Thus Spoke Zarathustra

by: Friedrich Nietzsche

Study Questions

1

What does Nietzsche mean when Zarathustra says "God is dead"? How might such a claim be argued against?

"God is dead" is something very different from "God does not exist," and Zarathustra alludes at several points in the book to the fact that God was once alive. This God that was alive provided a meaning and a morality for the lives of the people who believed in him. By saying "God is dead," Nietzsche is suggesting that God no longer serves as this ultimate basis in Western culture. We can no longer justify our claims and our assumptions by an appeal to God; now God himself is something that we must justify if we wish to believe in him. Thus, Nietzsche's claim cannot be refuted by an argument that God does in fact exist. Rather, if we wanted to disagree with Nietzsche on this point, we would have to argue that Western culture still bases most of its claims on religion, an argument which we would probably have trouble carrying off successfully.

2

What are the "three metamorphoses"? Why is each stage necessary to the creation of an overman?

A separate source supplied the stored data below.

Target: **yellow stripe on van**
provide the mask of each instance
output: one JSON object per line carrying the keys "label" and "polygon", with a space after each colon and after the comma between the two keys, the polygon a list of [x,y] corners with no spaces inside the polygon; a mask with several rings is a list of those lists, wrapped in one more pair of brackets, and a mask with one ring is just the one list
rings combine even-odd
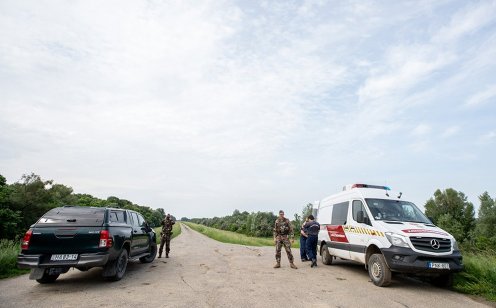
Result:
{"label": "yellow stripe on van", "polygon": [[352,227],[352,226],[343,226],[343,230],[345,232],[357,233],[357,234],[368,234],[373,236],[384,236],[384,233],[374,229],[362,228],[362,227]]}

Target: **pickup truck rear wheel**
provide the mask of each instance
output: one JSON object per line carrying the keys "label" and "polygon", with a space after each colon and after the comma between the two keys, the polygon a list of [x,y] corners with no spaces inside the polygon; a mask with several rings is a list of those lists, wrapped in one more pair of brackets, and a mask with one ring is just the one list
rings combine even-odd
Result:
{"label": "pickup truck rear wheel", "polygon": [[106,275],[105,279],[111,281],[118,281],[124,277],[127,268],[128,254],[126,249],[122,249],[119,257],[105,265],[104,273],[110,273]]}
{"label": "pickup truck rear wheel", "polygon": [[155,256],[157,255],[157,244],[152,244],[150,246],[150,254],[146,257],[141,257],[139,260],[141,263],[151,263],[155,260]]}
{"label": "pickup truck rear wheel", "polygon": [[332,256],[329,253],[329,248],[327,248],[326,244],[322,245],[321,256],[322,256],[322,263],[324,263],[325,265],[332,264]]}
{"label": "pickup truck rear wheel", "polygon": [[378,287],[386,287],[391,283],[391,270],[384,260],[381,253],[376,253],[370,256],[368,262],[368,270],[370,279]]}
{"label": "pickup truck rear wheel", "polygon": [[38,283],[52,283],[52,282],[55,282],[55,280],[57,280],[57,278],[59,278],[60,274],[50,275],[50,274],[48,274],[48,270],[49,269],[45,270],[45,272],[43,273],[43,276],[41,276],[40,279],[36,279],[36,281]]}

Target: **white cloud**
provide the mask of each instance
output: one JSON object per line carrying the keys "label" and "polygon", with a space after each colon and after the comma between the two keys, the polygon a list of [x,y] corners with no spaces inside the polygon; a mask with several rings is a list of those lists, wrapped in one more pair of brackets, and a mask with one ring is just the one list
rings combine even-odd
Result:
{"label": "white cloud", "polygon": [[460,127],[451,126],[451,127],[446,128],[442,132],[441,137],[442,138],[449,138],[449,137],[455,136],[459,131],[460,131]]}
{"label": "white cloud", "polygon": [[490,102],[496,103],[496,84],[486,87],[485,90],[472,95],[465,103],[465,106],[478,107]]}
{"label": "white cloud", "polygon": [[490,131],[481,135],[478,139],[479,144],[488,145],[496,140],[496,131]]}
{"label": "white cloud", "polygon": [[429,134],[430,132],[431,132],[431,127],[430,127],[430,125],[425,124],[425,123],[421,123],[421,124],[417,125],[417,126],[413,129],[413,131],[412,131],[412,133],[411,133],[411,134],[412,134],[413,136],[418,136],[418,137],[420,137],[420,136],[425,136],[425,135]]}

The first stage is that of the camel, who burdens himself with everything difficult and ponderous. The second stage is that of the lion, who is fiercely independent, and refuses to obey anyone but himself. The third stage is that of the child, who is innocent, fresh, and creative. The child represents the final state of the overman, who is able to create new values and a new way of seeing as if he were never influenced by the past. To reach this goal, he must first be a camel, and struggle against the old values and the old ways that he was born into. He then must be a lion, and reject all these old ways of seeing. Only once these old values and old ways of seeing have been struggled against and rejected can the overman, like a child, create things anew.

3

What do one's enemies and one's friends have in common? Do you agree with Nietzsche's conception of friendship?

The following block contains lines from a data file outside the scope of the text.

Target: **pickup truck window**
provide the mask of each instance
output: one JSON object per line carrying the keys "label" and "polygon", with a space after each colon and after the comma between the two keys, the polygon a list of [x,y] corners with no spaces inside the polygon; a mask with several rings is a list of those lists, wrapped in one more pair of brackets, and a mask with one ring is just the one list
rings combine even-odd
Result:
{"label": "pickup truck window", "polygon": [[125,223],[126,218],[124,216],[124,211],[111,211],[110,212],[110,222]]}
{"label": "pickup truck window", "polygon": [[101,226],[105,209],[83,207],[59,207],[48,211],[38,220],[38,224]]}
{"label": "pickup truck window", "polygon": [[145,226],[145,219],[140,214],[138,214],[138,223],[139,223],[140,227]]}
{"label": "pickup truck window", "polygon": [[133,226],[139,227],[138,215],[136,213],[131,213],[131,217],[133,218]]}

Both one's enemies and one's friends challenge and drive one toward the overman. Both are one's equals: those who are below one's level cannot even be one's enemies. The only essential difference between friends and enemies is that one is warmly disposed towards one's friends and ill disposed towards one's enemies. Still, one respects one's enemies, and one's friends may at times be one's enemies and vice versa. This conception of friendship is unlike the one most of us hold. On the whole, we tend to treat friends as our support netweork and as people we can relax with, not as people who should challenge us and make life difficult for us. Of course, the best of friends will serve as some kind of spur toward self-improvement, but Nietzsche's conception of friendship is closer to the ancient Greek ideal than the one we have today.